Junge Menschen finden die EU gut. Gleichzeitig sprechen viele der AfD die Fähigkeit zu, europäische Probleme zu lösen.

Die AFD-Propaganda erreicht leider auch die Jungwähler Foto: Funke Foto Services/imago

Berlin taz | An der Wahl des Europaparlaments im Juni dürfen erstmals auch 16- und 17-Jährige teilnehmen. Ganze sieben Jahrgänge dürfen damit erstmals ihr Kreuz setzen. Laut einer Studie der CDU-nahen Konrad-Adenauer-Stiftung halten 14 Prozent der Erstwähler die AfD „am ehesten geeignet, die anstehenden Probleme in Europa zu lösen“. Damit ist die extrem rechte Partei mit der SPD – die ebenfalls auf 14 Prozent kommt – die stärkste Kraft unter Erstwählern. Gefolgt von den Grünen mit 13 Prozent.

Der Anteil der potenziellen AfD-Wähler ist unter den 16- bis 22-Jährigen laut der Studie mehr als doppelt so hoch wie unter allen Wahlberechtigten. Insgesamt kommt die AfD demnach auf 6 Prozent. Den größten Unterschied gibt es bei der Prognose für die Union. Der Durchschnitt der Bevölkerung nennt am häufigsten CDU/CSU, sie kommen auf 22 Prozent. Von den Erstwählern halten hingegen nur 8 Prozent die Union für kompetent, die Aufgaben Europas zu lösen.

Besonders bitter sieht es für die FDP aus.

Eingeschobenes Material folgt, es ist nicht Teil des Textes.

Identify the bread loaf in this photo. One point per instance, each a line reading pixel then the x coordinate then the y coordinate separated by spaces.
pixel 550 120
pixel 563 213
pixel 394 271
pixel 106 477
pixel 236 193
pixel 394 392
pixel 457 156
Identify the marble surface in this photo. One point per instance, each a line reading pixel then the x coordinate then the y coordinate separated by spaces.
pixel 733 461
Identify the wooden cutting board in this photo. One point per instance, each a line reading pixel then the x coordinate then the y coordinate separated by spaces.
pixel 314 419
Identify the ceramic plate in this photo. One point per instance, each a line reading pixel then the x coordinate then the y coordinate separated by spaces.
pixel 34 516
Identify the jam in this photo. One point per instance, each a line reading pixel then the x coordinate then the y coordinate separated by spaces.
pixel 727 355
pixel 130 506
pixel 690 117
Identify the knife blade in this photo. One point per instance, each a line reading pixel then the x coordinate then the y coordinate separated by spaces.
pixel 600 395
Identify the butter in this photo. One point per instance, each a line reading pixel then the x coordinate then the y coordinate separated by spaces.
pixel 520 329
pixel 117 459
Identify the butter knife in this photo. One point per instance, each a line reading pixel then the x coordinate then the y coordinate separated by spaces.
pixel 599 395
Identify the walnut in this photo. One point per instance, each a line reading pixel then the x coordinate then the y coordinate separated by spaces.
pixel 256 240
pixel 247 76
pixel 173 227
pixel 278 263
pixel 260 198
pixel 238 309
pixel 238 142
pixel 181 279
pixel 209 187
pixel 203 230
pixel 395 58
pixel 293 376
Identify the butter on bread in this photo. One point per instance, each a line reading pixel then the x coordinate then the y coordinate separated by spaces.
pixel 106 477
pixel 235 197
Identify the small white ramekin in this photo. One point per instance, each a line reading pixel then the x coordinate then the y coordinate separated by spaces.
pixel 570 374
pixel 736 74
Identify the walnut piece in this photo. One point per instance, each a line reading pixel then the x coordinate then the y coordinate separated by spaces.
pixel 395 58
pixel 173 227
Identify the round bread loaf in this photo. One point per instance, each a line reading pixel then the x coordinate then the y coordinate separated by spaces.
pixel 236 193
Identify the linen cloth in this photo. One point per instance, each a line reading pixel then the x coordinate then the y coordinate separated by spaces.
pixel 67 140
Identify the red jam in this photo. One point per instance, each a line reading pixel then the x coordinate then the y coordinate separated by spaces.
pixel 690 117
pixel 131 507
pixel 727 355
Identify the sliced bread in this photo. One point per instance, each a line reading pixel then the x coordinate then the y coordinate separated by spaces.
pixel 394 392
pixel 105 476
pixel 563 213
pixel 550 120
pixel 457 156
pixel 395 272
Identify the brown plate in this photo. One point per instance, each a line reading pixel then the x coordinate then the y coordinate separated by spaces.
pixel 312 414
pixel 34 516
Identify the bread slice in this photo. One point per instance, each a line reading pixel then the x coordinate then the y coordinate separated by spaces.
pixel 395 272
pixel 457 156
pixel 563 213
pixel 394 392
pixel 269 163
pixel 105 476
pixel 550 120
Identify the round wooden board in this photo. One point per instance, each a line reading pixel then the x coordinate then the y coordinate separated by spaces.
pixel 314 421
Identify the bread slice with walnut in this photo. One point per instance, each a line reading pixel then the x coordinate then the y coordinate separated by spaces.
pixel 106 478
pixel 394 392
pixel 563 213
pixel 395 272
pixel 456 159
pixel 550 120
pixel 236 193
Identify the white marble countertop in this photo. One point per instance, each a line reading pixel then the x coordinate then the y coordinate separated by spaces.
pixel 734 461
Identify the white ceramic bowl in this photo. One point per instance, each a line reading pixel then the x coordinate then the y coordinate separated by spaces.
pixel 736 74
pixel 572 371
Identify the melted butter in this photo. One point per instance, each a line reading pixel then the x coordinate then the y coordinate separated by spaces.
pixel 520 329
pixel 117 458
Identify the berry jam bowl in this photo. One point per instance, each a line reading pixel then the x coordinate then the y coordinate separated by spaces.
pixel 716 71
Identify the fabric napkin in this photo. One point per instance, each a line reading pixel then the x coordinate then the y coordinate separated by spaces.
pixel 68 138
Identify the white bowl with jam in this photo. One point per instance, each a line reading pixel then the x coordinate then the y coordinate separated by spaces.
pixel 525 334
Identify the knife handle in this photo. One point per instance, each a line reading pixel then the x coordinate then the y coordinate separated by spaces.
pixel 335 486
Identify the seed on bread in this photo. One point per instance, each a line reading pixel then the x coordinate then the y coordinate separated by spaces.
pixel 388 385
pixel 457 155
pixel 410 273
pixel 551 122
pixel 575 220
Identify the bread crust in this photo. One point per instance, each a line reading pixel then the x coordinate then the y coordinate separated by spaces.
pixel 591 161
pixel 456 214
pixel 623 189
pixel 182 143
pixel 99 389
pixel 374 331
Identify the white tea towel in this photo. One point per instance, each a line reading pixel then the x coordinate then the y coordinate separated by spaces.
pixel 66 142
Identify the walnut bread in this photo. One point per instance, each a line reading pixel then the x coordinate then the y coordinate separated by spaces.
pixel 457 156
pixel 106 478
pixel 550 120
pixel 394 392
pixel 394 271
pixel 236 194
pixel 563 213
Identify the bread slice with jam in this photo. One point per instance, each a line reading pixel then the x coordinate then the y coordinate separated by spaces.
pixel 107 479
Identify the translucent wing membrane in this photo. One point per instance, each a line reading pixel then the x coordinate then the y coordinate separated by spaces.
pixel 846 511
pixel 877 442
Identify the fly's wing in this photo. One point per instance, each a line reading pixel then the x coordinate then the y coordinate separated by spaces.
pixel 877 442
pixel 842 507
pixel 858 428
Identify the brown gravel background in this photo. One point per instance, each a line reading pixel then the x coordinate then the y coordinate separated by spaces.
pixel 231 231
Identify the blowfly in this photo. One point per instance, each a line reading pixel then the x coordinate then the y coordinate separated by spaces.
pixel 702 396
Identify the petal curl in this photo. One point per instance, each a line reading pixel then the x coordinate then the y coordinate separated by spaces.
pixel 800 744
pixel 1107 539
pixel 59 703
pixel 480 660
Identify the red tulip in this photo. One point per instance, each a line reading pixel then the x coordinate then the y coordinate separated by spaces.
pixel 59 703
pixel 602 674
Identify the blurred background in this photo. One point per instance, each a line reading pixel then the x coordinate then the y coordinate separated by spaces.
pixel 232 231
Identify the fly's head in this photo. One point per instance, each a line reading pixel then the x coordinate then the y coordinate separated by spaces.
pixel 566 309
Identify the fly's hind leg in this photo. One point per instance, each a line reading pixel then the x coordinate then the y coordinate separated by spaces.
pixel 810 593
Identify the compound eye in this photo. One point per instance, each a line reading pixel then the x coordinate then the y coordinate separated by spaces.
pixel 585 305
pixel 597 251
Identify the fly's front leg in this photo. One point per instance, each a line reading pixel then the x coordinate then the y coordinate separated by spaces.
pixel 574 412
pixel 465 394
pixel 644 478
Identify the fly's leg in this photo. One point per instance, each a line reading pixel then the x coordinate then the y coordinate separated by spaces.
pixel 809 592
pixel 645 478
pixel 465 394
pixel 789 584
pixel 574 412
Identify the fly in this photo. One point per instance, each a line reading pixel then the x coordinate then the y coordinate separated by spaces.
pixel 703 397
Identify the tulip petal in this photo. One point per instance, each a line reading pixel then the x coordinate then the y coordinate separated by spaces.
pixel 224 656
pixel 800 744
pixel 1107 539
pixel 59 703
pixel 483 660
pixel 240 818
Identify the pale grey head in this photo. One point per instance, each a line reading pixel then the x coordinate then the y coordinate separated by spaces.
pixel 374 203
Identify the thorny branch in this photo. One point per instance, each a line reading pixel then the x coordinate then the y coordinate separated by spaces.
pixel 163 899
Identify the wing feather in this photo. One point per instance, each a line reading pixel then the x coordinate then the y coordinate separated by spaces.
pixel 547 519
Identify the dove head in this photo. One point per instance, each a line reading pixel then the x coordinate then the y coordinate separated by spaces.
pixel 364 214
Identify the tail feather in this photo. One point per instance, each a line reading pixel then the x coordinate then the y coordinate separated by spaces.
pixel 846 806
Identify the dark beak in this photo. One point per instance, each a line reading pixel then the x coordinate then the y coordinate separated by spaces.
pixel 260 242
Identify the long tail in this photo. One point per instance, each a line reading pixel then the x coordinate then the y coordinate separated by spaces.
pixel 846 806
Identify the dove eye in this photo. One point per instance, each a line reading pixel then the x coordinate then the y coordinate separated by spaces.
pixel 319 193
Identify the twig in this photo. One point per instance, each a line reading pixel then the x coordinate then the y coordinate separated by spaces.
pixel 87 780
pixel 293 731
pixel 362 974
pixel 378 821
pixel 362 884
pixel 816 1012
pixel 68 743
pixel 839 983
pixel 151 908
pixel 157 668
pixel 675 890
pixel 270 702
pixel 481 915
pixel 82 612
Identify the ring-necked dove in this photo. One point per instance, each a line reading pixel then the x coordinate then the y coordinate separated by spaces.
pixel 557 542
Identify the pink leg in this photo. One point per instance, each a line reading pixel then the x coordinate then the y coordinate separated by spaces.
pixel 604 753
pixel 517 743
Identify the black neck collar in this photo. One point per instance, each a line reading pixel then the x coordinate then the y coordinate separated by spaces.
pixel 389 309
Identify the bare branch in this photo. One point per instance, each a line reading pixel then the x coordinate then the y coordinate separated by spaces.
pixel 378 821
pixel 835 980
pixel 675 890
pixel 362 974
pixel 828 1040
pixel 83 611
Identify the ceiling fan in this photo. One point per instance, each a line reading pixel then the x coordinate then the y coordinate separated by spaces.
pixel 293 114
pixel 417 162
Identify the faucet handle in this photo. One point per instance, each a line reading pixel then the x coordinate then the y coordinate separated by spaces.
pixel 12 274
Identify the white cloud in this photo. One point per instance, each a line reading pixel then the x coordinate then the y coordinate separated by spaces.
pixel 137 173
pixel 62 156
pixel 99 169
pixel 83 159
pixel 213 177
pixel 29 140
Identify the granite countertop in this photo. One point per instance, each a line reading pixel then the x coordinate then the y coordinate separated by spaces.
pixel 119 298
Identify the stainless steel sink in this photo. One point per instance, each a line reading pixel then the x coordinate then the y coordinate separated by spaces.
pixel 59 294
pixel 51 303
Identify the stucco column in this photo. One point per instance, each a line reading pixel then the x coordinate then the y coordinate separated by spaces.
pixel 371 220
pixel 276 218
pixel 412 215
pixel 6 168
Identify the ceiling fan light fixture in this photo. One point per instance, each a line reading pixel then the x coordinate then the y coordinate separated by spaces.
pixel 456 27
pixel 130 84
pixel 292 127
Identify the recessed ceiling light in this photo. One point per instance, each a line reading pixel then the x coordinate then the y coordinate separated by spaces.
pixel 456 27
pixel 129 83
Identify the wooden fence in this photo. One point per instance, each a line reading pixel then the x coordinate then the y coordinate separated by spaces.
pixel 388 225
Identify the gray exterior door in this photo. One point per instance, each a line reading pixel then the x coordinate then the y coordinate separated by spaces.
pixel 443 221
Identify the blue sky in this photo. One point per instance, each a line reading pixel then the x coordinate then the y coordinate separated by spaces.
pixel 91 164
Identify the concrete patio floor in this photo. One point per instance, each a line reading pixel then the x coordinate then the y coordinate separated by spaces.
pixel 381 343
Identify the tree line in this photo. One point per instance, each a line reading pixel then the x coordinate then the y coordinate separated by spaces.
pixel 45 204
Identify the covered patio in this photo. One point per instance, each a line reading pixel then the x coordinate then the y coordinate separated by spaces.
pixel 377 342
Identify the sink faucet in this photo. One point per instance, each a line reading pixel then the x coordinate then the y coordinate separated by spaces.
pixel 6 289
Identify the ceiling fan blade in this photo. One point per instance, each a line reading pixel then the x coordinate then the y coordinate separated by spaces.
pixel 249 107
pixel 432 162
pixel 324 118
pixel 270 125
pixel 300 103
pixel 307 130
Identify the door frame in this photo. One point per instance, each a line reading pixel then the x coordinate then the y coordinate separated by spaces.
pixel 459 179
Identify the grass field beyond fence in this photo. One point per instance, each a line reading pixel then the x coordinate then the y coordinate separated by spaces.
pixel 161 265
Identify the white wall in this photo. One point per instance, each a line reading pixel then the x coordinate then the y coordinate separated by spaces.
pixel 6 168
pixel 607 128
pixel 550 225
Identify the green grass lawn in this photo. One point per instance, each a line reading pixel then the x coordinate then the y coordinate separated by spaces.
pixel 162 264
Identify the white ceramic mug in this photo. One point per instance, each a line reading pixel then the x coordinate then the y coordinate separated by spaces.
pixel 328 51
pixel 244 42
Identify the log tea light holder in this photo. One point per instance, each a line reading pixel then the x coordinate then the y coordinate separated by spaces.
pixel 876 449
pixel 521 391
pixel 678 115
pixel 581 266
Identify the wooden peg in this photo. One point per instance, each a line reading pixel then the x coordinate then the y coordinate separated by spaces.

Insgesamt werden die Liberalen nur von 2 Prozent aller Wahlberechtigten für geeignet gehalten, unter den Erstwählern ist das sogar nur 1 Prozent. Die Linke findet bei jungen Menschen mehr Anklang. 6 Prozent halten sie für fähig, europäische Probleme zu lösen. Unter allen Wahlberechtigten sind es dagegen nur 2 Prozent.

Junge Männer wollen der Studie zufolge deutlich konservativer wählen als junge Frauen. Bei ihnen kommt Die Linke auf 13 Prozent, bei den Männern nur auf 1 Prozent. CDU/CSU erhalten dagegen bei jungen Männern deutlich mehr Zuspruch: 18 Prozent von den Erstwählern, nur 1 Prozent von den Erstwählerinnen. Die AfD haben von den unter 22-Jährigen Männer und Frauen gleich häufig genannt; die Studie führt nur zwei Geschlechter auf.

Erstwähler für EU-Verbleib

Diese hohe Zustimmung zur extremen Rechten unter den Erstwählern scheint deshalb überraschend, weil gleichzeitig der Großteil von ihnen die EU unterstützt. 81 Prozent halten Deutschlands Mitgliedschaft in der EU für eine gute Sache. 86 Prozent würden im Falle einer Volksabstimmung für den Verbleib in der EU stimmen. Damit liegen die Werte auf einem ähnlichen Niveau wie der gesamten Bevölkerung.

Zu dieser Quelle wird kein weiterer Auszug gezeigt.